Kericuhan yang melibatkan pelemparan kembang api, botol, hingga batu oleh kedua kubu suporter tersebut memaksa aparat kepolisian turun tangan melepaskan granat asap guna membubarkan massa.
Akibat insiden ini, beberapa penggemar dilaporkan mengalami luka-luka dan dilarikan ke Rumah Sakit Mauriziano dalam kondisi kritis setelah terkena suar di bagian kepala saat polisi membubarkan bentrokan.
Sebelum sepak mula, manajemen Torino sempat memberikan peringatan tertulis agar para pembeli tiket di sektor Distinti dan Curva Primavera tidak memasuki area stadion dengan mengenakan atribut tim tamu.
Ketegangan meningkat saat bus yang membawa skuad Juventus mendapat serangan pelemparan botol dari pendukung tuan rumah ketika tiba di area stadion menjelang pertandingan bertajuk Derby della Mole tersebut.
Kelompok ultras tim tamu dilaporkan sempat mengancam akan melakukan aksi boikot berupa serbuan ke dalam lapangan jika Derby Turin tetap dipaksakan bergulir pada malam tersebut.
Aksi protes kelompok suporter Juventus dipicu oleh penolakan mereka terhadap jadwal pelaksanaan pertandingan derbi yang digelar pada malam hari.

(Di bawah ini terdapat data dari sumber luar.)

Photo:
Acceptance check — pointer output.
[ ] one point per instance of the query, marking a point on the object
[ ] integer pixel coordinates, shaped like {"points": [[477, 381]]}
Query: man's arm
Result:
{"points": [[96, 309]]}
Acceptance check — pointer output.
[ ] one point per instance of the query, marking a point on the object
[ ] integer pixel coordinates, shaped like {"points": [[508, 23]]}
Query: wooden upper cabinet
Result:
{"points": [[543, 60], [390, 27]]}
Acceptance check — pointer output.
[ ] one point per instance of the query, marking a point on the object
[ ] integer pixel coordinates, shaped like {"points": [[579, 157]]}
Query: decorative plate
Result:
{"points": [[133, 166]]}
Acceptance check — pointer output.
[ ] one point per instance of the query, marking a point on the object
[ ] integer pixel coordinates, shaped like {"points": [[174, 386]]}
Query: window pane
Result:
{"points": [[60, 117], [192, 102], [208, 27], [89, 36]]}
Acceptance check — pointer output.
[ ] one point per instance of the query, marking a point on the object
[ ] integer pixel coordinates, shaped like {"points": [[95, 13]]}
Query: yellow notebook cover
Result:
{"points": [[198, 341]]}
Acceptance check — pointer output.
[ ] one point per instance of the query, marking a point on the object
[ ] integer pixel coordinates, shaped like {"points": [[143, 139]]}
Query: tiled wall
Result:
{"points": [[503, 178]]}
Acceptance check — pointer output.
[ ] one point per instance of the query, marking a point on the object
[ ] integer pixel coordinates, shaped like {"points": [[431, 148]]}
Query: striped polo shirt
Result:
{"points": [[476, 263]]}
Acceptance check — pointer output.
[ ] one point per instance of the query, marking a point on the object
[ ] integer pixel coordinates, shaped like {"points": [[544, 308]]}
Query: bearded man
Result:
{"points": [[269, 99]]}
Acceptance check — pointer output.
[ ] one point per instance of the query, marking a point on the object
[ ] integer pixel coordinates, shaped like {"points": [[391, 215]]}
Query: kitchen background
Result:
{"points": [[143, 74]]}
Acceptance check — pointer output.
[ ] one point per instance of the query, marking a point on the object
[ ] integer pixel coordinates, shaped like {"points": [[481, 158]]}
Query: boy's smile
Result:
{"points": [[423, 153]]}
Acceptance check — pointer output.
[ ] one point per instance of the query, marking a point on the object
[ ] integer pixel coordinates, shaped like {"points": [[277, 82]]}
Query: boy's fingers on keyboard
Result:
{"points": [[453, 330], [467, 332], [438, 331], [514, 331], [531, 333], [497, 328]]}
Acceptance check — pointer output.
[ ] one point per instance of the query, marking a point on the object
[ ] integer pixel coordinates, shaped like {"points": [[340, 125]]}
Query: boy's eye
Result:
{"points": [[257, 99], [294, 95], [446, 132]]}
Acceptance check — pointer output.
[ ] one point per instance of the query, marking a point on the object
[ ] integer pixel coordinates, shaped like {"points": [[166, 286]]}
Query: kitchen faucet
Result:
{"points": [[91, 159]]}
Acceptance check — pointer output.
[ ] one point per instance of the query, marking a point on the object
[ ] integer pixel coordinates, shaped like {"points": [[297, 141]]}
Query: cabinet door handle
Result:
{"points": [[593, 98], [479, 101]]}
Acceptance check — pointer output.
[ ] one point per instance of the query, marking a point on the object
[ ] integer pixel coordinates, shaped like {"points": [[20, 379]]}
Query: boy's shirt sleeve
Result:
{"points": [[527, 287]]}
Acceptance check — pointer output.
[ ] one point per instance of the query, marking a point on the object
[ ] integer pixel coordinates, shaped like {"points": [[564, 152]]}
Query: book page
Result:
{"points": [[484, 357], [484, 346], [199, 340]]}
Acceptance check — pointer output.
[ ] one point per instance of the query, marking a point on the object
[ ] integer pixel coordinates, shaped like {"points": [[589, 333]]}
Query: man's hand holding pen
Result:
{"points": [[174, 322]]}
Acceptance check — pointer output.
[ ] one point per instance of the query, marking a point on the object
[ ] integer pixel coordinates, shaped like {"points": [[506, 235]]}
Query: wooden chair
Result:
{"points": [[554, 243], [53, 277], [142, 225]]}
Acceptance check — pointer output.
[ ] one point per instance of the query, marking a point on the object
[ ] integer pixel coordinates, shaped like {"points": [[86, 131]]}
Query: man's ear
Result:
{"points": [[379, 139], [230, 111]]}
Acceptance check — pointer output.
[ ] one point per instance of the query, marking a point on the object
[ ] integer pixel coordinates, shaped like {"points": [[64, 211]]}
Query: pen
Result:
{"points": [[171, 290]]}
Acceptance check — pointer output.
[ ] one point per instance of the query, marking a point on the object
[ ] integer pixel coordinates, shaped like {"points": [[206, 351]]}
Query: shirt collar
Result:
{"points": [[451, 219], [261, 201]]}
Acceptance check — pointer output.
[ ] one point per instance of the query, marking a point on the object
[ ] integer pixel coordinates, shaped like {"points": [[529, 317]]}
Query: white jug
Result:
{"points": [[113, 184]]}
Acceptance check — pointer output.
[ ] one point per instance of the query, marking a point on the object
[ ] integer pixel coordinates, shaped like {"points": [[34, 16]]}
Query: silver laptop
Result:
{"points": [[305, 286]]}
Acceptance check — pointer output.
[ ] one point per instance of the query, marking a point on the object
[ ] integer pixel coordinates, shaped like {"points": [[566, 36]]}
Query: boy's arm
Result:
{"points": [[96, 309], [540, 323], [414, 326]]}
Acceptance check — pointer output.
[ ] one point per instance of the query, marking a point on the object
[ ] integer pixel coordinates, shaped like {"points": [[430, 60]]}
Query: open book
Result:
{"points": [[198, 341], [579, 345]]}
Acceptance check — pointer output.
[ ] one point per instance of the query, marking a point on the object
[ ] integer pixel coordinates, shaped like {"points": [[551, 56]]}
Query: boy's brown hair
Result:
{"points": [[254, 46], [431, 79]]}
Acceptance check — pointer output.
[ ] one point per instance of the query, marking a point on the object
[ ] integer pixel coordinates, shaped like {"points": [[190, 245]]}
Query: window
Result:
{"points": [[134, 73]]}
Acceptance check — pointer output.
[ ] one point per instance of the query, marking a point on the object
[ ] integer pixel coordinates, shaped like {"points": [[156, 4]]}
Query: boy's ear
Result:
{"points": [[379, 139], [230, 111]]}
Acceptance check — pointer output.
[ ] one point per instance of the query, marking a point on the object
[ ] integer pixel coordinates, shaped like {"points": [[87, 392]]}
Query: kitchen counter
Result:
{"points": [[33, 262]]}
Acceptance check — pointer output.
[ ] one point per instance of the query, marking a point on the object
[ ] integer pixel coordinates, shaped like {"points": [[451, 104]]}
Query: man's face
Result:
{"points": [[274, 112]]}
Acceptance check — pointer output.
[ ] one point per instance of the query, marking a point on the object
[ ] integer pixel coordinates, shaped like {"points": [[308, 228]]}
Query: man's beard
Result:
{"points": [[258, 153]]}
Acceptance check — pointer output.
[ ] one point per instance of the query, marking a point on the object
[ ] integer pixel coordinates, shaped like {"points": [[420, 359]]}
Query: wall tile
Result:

Penolakan tersebut juga disampaikan langsung secara berulang kali kepada kapten kesebelasan Juventus, Manuel Locatelli, sebelum akhirnya para ultras memilih mengosongkan tribun tandang setelah laga diputuskan tetap berjalan.
Sikap protes pendukung tim tamu mendapat respons dari ultras Torino yang ikut menurunkan spanduk-spanduk mereka di dalam stadion sebagai bentuk solidaritas sesama kelompok suporter.
Dampak penundaan di Turin juga berimbas pada empat pertandingan Serie A lainnya yang dijadwalkan berlangsung pada Minggu malam, di mana sepak mula serentak diundur sekitar sepuluh menit demi menunggu kepastian situasi keamanan.
Laga derbi ini menjadi krusial bagi Juventus yang sedang membidik poin penuh demi mengamankan tiket kelolosan menuju kompetisi Liga Champions untuk musim depan.